The question of the difficulty I have orienting myself came up during our first night back in Italy. When I woke up to go to the bathroom, I felt disoriented about which way to turn. Sensing that something was not right, I waited before taking a step. I recalled a remark Jim had made in our American home about waking up at night and not knowing which way to turn for the bathroom. Something finally made me realize that I was no longer in New Haven, and I found my way. When I had made it safely back to bed, I had a flashback to the time when my young self nearly walked off the edge of a high staircase, thinking I was elsewhere. We had had a houseful of guests, and I had been elected to sleep in our playroom with my visiting grandma, who woke up just in time to prevent me from walking off the edge into nowhere.


What happened to terra (sort of) firma?

Next, I flashed to the time in Maui after a storm had swallowed up the beach. I relived my shock as I peered down at what used to be the stairway to Kamaoli Beach Number Two, which now led right into an abyss filled with ocean, where soft sand used to be. 


More liminal zones

I was on a threshold then, too, but did not know it, since while living in Maui, I was writing the dissertation that was like birthing a first “baby.” A few years later came a less metaphorical birth—that of my son--about which I was just reading in my scrapbook from those days. It was the Metropolitan Art Museum's "Baby's Journal" adorned with old French block prints, the latest version of which we'll be giving our now adult son, and that will mark a new phase of life. I'm remembering learning in my freshman Intro to Psychology class about Erik Erikson's stages of life, as I now get ready for my grandparent stage. It was there that I also learned for the first time about Elisabeth Kubler-Ross's stages of dying. My dad was especially good at the denial stage. Am I denying anything? Not so much. 


After the flood
We arrived this week in Italy a month after the worst flood in recent memory. We could see the trees that had been uprooted, swept away, and that were now lying on their side--the new lay of the land. The flood had not done our own already impossibly bad roads any good, either. Of the two ways to access our house, the one that appears to date back to the Etruscans always reminds me of the opening to Longfellow's "Evangeline":

THIS is the forest primeval. The murmuring pines and the hemlocks,
Bearded with moss, and in garments green, indistinct in the twilight,
Stand like Druids of eld, with voices sad and prophetic,
Stand like harpers hoar, with beards that rest on their bosoms.

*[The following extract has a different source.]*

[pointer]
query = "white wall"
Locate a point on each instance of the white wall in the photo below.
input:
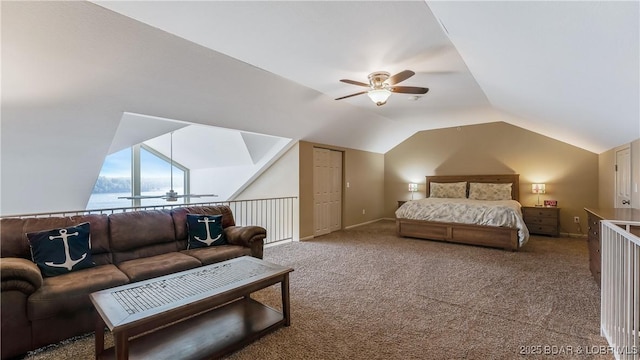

The opening to Dante's "Inferno," however, contains the essence of the entire mishmash of what I have been babbling about--journeys, life stages, transitions, thresholds, floods, dental wizardry, baseball, birth and rebirth, the thirst for home, losses and feeling lost: 


Nel mezzo del cammin di nostra vita
mi ritrovai per una selva oscura,
ché la diritta via era smarrita.

Midway on our life's journey, I found myself
In dark woods, the right road lost. 





--all of the above was scribbled in the mental fog of a bumpy first night in middle-of-nowhere Italia, and subsequently unscrambled (?) on 12/26/12 by the post-birthday girl, D  

CODA

Since this post opened with a mention of the “Hallelujah Chorus,” maybe it’s fitting that it close with a coda. I said above that I would be getting back to the expression, “the apple doesn’t fall far from the tree.” Well, as you can see, here at our house in Umbria, even in December, not so many apples have fallen from the tree at all. And they still taste good, too.